Anne Frank about her friend Hannah, diary entry from 27 November 1943
"We quickly became friends."
Hannah Goslar was about five years old when she first met Anne Frank in Amsterdam. The girls were in the same kindergarten and then the same school. They quickly became friends. However, Hannah did not learn that Anne and her family were hiding from the Gestapo. It was only two years later that they came into contact again – at a high wall made of barbed wire and straw in Bergen-Belsen concentration camp. Hannah tried to help her friend, but Anne, enfeebled, soon died of typhus. Seriously ill herself, Hannah survived and was later liberated in Tröbitz.
"First of all, to talk with each other, to talk …"
Hannah Pick-Goslar, 2022
Hannah Pick-Goslar, in April 1945 sixteen years old
Hannah Goslar was born into a religious Jewish family in Berlin in 1928. Her father worked as a civil servant in the Prussian State Ministry, her mother as a teacher. In 1933 the family emigrated to Amsterdam, where the mother died, in 1942, during the still birth of a third baby. In 1943, Hannah, her sister Gabi, and their father were deported to the Westerbork transit camp, and in 1944 to Bergen-Belsen concentration camp where their father died. After the liberation in Tröbitz, she returned to the Netherlands. In 1947 she emigrated to Palestine.
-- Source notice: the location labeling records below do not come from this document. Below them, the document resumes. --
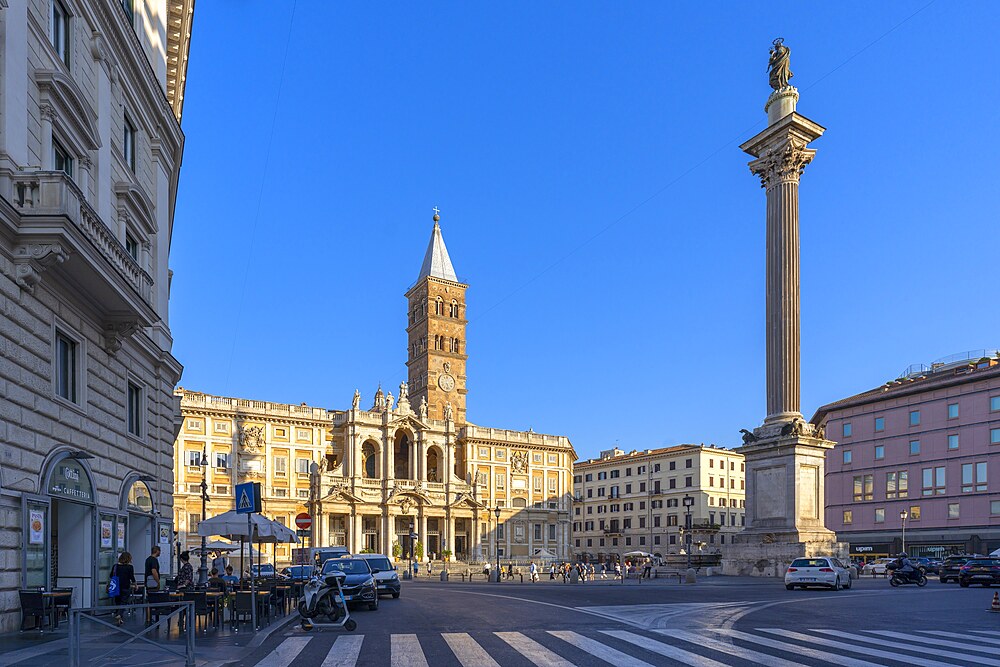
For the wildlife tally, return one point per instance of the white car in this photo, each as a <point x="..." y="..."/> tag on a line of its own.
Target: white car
<point x="817" y="571"/>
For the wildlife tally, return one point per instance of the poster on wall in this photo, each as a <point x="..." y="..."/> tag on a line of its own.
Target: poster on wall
<point x="106" y="527"/>
<point x="36" y="522"/>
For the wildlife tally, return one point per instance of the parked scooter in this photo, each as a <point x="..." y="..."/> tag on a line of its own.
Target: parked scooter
<point x="323" y="603"/>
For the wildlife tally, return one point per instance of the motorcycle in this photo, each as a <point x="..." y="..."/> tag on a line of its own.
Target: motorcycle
<point x="900" y="578"/>
<point x="323" y="603"/>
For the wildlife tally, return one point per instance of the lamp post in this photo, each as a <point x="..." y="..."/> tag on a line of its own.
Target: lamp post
<point x="203" y="569"/>
<point x="496" y="534"/>
<point x="688" y="503"/>
<point x="903" y="515"/>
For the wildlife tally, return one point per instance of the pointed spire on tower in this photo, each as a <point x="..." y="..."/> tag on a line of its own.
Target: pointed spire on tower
<point x="437" y="263"/>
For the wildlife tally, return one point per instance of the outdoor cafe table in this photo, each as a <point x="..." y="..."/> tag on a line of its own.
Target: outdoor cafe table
<point x="55" y="599"/>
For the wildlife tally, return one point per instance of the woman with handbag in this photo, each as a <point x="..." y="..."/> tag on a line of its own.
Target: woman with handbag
<point x="121" y="583"/>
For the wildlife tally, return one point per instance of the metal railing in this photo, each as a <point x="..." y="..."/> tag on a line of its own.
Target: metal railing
<point x="180" y="609"/>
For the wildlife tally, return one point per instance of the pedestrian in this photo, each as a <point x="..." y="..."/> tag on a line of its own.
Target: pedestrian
<point x="125" y="573"/>
<point x="185" y="575"/>
<point x="151" y="571"/>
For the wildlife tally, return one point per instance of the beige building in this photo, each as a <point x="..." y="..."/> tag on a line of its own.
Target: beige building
<point x="407" y="463"/>
<point x="635" y="501"/>
<point x="90" y="150"/>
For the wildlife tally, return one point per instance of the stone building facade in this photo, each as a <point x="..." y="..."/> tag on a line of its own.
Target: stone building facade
<point x="921" y="451"/>
<point x="409" y="463"/>
<point x="635" y="501"/>
<point x="90" y="150"/>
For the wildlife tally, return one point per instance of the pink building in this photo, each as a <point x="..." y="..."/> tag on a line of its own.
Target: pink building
<point x="924" y="451"/>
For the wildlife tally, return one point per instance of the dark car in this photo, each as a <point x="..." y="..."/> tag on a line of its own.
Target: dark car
<point x="949" y="569"/>
<point x="985" y="571"/>
<point x="926" y="565"/>
<point x="359" y="584"/>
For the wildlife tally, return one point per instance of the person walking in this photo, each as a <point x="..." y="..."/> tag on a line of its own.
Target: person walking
<point x="126" y="582"/>
<point x="185" y="576"/>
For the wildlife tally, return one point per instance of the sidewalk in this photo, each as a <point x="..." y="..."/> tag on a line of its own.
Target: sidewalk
<point x="213" y="647"/>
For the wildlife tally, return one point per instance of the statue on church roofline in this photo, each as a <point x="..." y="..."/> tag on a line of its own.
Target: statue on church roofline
<point x="778" y="65"/>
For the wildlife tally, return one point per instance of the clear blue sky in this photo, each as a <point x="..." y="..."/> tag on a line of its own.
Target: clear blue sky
<point x="585" y="159"/>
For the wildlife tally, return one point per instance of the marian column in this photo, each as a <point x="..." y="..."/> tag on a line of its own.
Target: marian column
<point x="785" y="456"/>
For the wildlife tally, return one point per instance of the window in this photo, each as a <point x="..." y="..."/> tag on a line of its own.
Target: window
<point x="61" y="159"/>
<point x="59" y="31"/>
<point x="67" y="370"/>
<point x="933" y="481"/>
<point x="128" y="144"/>
<point x="133" y="400"/>
<point x="863" y="487"/>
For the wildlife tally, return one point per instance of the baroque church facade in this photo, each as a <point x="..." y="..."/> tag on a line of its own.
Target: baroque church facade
<point x="408" y="464"/>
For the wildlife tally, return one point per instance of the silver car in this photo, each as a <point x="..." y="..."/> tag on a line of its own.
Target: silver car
<point x="817" y="571"/>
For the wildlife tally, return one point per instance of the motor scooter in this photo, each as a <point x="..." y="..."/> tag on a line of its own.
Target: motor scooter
<point x="323" y="603"/>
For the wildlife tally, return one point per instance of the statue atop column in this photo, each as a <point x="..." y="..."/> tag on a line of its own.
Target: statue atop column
<point x="778" y="65"/>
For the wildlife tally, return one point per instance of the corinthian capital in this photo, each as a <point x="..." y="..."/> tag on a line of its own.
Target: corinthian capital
<point x="782" y="163"/>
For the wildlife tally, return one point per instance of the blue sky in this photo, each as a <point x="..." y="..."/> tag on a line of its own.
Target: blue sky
<point x="585" y="160"/>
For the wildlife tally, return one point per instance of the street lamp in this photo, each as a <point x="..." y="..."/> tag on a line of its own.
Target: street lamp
<point x="688" y="503"/>
<point x="496" y="534"/>
<point x="903" y="514"/>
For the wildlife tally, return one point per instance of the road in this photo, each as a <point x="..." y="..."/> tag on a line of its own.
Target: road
<point x="719" y="621"/>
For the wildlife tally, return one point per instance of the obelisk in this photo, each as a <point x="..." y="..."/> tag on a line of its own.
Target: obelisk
<point x="785" y="456"/>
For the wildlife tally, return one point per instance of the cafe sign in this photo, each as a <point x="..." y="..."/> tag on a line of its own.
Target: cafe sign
<point x="70" y="480"/>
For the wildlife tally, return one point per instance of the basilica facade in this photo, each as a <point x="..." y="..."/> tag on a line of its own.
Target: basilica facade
<point x="406" y="464"/>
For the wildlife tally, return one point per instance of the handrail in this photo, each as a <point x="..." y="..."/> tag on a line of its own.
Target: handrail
<point x="90" y="613"/>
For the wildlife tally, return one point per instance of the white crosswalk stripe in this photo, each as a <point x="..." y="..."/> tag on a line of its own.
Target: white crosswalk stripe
<point x="533" y="651"/>
<point x="345" y="651"/>
<point x="718" y="647"/>
<point x="468" y="651"/>
<point x="406" y="652"/>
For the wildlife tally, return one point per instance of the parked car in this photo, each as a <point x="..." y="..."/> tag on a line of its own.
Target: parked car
<point x="949" y="570"/>
<point x="877" y="566"/>
<point x="985" y="571"/>
<point x="359" y="584"/>
<point x="819" y="571"/>
<point x="386" y="578"/>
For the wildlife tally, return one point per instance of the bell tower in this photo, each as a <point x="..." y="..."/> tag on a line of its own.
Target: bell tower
<point x="436" y="333"/>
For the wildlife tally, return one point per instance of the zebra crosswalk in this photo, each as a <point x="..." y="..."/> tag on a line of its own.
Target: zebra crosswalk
<point x="721" y="647"/>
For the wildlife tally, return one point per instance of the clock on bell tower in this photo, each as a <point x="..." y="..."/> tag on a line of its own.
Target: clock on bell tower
<point x="436" y="332"/>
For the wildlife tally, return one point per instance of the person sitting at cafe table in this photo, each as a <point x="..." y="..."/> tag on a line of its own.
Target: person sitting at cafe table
<point x="185" y="576"/>
<point x="215" y="581"/>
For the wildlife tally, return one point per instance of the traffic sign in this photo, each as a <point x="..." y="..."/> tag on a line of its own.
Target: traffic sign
<point x="248" y="498"/>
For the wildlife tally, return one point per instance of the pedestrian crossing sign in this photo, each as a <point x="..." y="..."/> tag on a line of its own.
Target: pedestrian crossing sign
<point x="248" y="498"/>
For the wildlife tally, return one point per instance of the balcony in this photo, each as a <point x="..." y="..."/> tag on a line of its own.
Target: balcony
<point x="59" y="234"/>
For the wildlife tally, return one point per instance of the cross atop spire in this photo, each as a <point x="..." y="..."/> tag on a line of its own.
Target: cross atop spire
<point x="437" y="263"/>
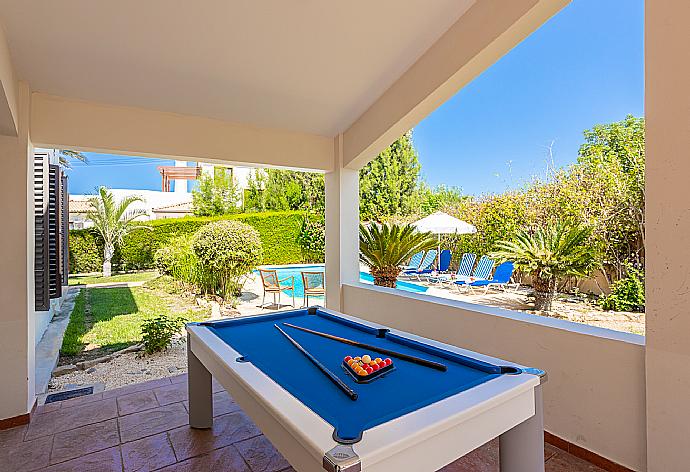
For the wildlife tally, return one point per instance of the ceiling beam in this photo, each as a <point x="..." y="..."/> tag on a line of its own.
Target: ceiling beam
<point x="487" y="31"/>
<point x="62" y="123"/>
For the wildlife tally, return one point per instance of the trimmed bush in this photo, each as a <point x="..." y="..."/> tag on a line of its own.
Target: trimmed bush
<point x="226" y="251"/>
<point x="279" y="233"/>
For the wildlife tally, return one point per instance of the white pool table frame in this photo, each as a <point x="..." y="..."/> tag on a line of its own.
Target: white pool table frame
<point x="508" y="407"/>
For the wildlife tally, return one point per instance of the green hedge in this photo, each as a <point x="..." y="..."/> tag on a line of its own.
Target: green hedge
<point x="279" y="233"/>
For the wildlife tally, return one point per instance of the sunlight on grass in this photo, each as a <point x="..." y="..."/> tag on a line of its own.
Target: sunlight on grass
<point x="95" y="279"/>
<point x="116" y="318"/>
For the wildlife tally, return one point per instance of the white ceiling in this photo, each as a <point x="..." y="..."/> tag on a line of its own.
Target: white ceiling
<point x="302" y="65"/>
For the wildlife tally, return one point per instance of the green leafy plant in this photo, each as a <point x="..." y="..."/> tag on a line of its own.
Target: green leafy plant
<point x="549" y="253"/>
<point x="226" y="251"/>
<point x="113" y="220"/>
<point x="157" y="333"/>
<point x="385" y="248"/>
<point x="388" y="183"/>
<point x="626" y="294"/>
<point x="217" y="194"/>
<point x="279" y="232"/>
<point x="312" y="238"/>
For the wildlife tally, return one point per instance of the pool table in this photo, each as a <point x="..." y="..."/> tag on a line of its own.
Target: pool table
<point x="413" y="418"/>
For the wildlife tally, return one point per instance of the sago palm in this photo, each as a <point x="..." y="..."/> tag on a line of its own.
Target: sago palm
<point x="547" y="254"/>
<point x="385" y="248"/>
<point x="113" y="221"/>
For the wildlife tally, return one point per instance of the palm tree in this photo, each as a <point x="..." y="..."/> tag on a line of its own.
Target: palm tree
<point x="113" y="221"/>
<point x="384" y="248"/>
<point x="65" y="154"/>
<point x="547" y="254"/>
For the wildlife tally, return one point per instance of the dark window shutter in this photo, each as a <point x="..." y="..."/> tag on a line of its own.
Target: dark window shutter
<point x="54" y="232"/>
<point x="41" y="256"/>
<point x="64" y="228"/>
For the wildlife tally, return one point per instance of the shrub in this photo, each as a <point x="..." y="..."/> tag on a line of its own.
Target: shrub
<point x="279" y="233"/>
<point x="86" y="252"/>
<point x="227" y="251"/>
<point x="626" y="294"/>
<point x="312" y="239"/>
<point x="157" y="333"/>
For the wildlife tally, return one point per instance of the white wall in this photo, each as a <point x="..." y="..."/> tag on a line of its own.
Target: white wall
<point x="595" y="395"/>
<point x="17" y="268"/>
<point x="667" y="110"/>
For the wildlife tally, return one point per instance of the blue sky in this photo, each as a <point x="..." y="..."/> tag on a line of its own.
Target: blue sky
<point x="585" y="66"/>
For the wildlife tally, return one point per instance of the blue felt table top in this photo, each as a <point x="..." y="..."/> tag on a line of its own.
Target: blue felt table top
<point x="407" y="388"/>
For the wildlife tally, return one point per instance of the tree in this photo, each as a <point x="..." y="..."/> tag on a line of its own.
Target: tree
<point x="387" y="184"/>
<point x="549" y="253"/>
<point x="385" y="248"/>
<point x="218" y="194"/>
<point x="292" y="190"/>
<point x="255" y="196"/>
<point x="113" y="221"/>
<point x="64" y="155"/>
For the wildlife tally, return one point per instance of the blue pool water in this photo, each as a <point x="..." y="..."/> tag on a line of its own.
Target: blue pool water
<point x="296" y="271"/>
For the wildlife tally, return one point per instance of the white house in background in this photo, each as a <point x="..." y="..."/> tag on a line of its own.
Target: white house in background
<point x="152" y="201"/>
<point x="157" y="204"/>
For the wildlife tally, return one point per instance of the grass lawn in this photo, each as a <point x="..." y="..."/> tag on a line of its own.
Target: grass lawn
<point x="95" y="279"/>
<point x="108" y="319"/>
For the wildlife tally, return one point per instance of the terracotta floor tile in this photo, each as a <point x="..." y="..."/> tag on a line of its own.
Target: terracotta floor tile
<point x="564" y="462"/>
<point x="171" y="393"/>
<point x="149" y="453"/>
<point x="178" y="378"/>
<point x="136" y="402"/>
<point x="138" y="387"/>
<point x="231" y="428"/>
<point x="261" y="456"/>
<point x="28" y="455"/>
<point x="150" y="422"/>
<point x="550" y="451"/>
<point x="12" y="435"/>
<point x="108" y="460"/>
<point x="222" y="404"/>
<point x="47" y="408"/>
<point x="71" y="418"/>
<point x="83" y="400"/>
<point x="85" y="440"/>
<point x="227" y="459"/>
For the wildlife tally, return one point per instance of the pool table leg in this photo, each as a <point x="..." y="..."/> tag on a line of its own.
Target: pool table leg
<point x="521" y="449"/>
<point x="200" y="392"/>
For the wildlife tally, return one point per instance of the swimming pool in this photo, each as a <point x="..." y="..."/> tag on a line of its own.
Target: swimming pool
<point x="296" y="271"/>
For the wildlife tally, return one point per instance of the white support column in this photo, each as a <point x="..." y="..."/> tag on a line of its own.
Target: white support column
<point x="342" y="227"/>
<point x="17" y="267"/>
<point x="667" y="278"/>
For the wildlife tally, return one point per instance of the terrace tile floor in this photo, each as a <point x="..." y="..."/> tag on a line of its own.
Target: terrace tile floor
<point x="143" y="427"/>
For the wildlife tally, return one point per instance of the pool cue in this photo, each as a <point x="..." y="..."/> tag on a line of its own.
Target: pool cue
<point x="388" y="352"/>
<point x="348" y="391"/>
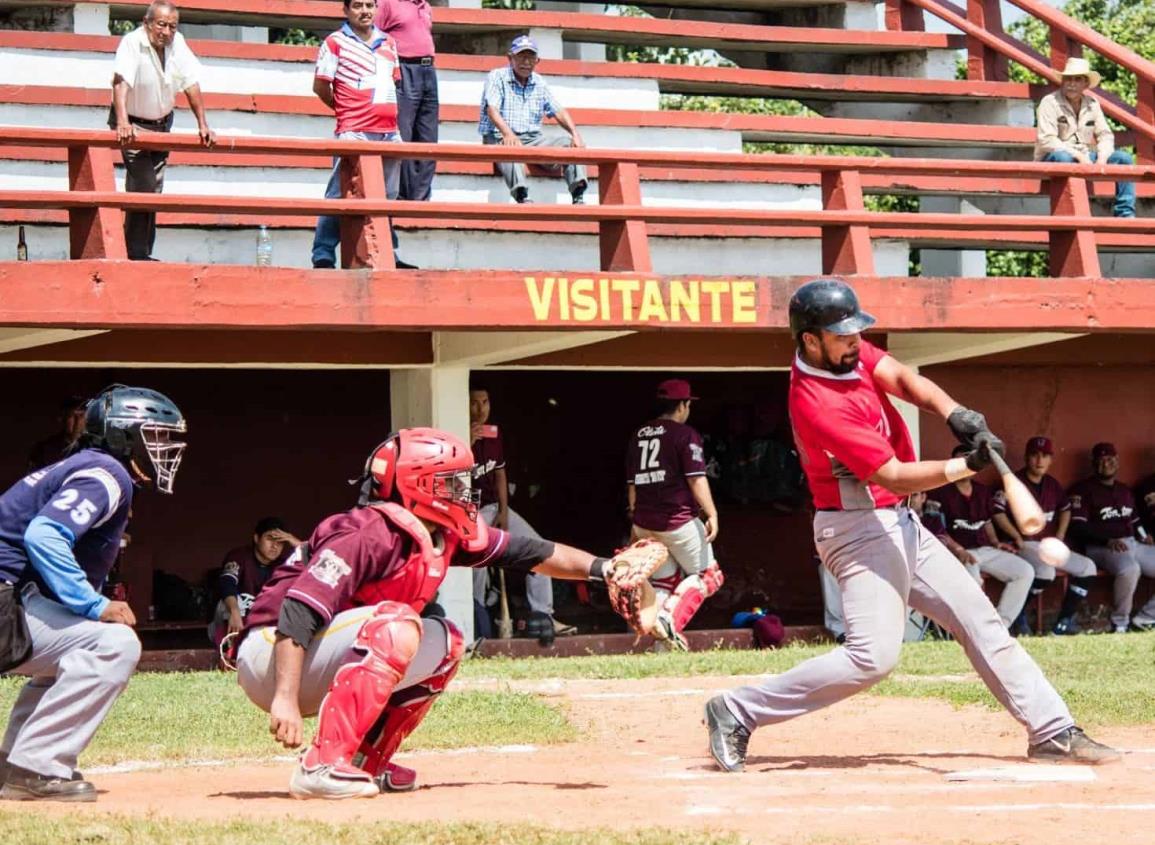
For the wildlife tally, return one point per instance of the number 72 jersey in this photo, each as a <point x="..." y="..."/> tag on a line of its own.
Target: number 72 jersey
<point x="662" y="455"/>
<point x="88" y="493"/>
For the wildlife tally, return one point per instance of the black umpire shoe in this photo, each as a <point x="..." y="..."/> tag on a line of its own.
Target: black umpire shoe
<point x="729" y="738"/>
<point x="1072" y="746"/>
<point x="24" y="785"/>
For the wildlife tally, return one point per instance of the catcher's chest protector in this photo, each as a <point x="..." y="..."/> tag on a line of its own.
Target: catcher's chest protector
<point x="416" y="581"/>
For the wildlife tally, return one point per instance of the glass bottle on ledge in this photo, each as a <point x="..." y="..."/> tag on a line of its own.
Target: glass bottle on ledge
<point x="263" y="247"/>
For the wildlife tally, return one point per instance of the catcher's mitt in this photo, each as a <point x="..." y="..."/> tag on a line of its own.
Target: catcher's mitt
<point x="627" y="580"/>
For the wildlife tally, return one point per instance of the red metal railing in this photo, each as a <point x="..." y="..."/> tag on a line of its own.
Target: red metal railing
<point x="95" y="207"/>
<point x="989" y="47"/>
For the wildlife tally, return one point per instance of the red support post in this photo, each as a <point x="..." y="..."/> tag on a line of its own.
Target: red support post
<point x="1063" y="47"/>
<point x="846" y="248"/>
<point x="94" y="232"/>
<point x="1073" y="253"/>
<point x="982" y="61"/>
<point x="624" y="244"/>
<point x="1145" y="110"/>
<point x="365" y="241"/>
<point x="903" y="17"/>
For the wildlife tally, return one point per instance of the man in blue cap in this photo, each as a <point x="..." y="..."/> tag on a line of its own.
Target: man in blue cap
<point x="515" y="101"/>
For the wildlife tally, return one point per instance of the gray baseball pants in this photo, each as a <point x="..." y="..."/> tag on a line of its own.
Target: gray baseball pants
<point x="885" y="560"/>
<point x="77" y="670"/>
<point x="538" y="588"/>
<point x="332" y="648"/>
<point x="1126" y="567"/>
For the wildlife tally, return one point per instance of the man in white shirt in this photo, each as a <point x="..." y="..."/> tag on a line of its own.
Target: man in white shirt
<point x="153" y="65"/>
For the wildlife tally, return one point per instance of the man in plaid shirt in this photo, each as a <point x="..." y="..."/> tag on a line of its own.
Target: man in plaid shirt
<point x="515" y="101"/>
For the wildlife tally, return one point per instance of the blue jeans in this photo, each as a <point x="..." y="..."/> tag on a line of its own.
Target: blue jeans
<point x="1124" y="192"/>
<point x="328" y="227"/>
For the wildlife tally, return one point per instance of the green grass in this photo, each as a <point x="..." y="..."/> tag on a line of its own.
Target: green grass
<point x="206" y="716"/>
<point x="34" y="829"/>
<point x="1107" y="680"/>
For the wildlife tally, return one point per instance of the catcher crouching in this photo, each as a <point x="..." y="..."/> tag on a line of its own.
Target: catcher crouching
<point x="336" y="629"/>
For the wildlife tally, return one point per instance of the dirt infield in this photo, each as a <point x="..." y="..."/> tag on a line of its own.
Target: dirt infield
<point x="871" y="770"/>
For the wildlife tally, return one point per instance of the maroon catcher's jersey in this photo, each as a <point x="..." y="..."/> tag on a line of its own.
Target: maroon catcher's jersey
<point x="360" y="558"/>
<point x="1050" y="495"/>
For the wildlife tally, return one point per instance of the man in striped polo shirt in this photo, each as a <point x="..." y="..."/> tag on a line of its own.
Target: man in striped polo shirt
<point x="356" y="76"/>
In Jerusalem she worked as a dry nurse and started a family. Hannah Pick-Goslar died in Jerusalem in 2022 at the age of 93.
Hannah Pick-Goslar learns from the Holocaust. | Video 38 sec
"She saved me, I saved her."
Hannah Pick-Goslar, 1997
Hannah and her sister
After their arrest in 1943, Hannah and her sister Gabi came to the orphanage of Mr. and Mrs. Birnbaum in the Westerbork transit camp. After the death of their father in Bergen-Belsen concentration camp, Hannah took care of her younger sister. Together they were freed in Tröbitz. In Israel Hannah became a dry nurse, caring for infants and small children. As a contemporary witness, she often spoke with young people. Her talks frequently centered on her childhood friendship with Anne Frank.